Our study has some limitations. Non-lesional biopsies were not available
for this cohort, preventing a parallel intra-patient comparison of
non-lesional tissues analyzed by both approaches. Nevertheless, prior
studies demonstrated that tape-strips capture the non-lesional AD
phenotype.29,37,69,71,124 Additionally, our analyses
were performed on a primarily adult Caucasian population. Future
analysis should also include other age groups and ethnic backgrounds.

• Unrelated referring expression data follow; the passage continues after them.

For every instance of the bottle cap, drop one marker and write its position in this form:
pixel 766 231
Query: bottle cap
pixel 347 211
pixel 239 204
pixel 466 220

In summary, this is the first global, intra-patient, full-thickness
molecular profiling of lesional skin from moderate-to-severe AD that
compares sampling by tape-strip versus biopsies. Although both capture
the main immune and barrier abnormalities of AD, tape-strips may be the
preferred technique for Th2/Th17, innate immunity, DC, pruritus, and
terminal differentiation related markers. Biopsies may be more
appropriate for evaluating genes below the granular layer, including
markers of epidermal hyperplasia, dermal cytokines (IFN-γ, IL-22), and
inflammatory dermal populations like fibroblasts. The choice of
appropriate sampling technique should be determined considering which
specific immune or barrier features are of greatest importance to the
investigation. Still, this study highlights that tape-strips are not
only adequate but can even outperform biopsies in detecting certain AD
features, including several biomarkers that are therapeutic targets.
Thus, tape-stripping provides a minimally invasive alternative or
supplement to biopsies in clinical trials and longitudinal studies with
the potential to minimize biopsy-related complications and bolster
patient participation in adult and pediatric AD studies.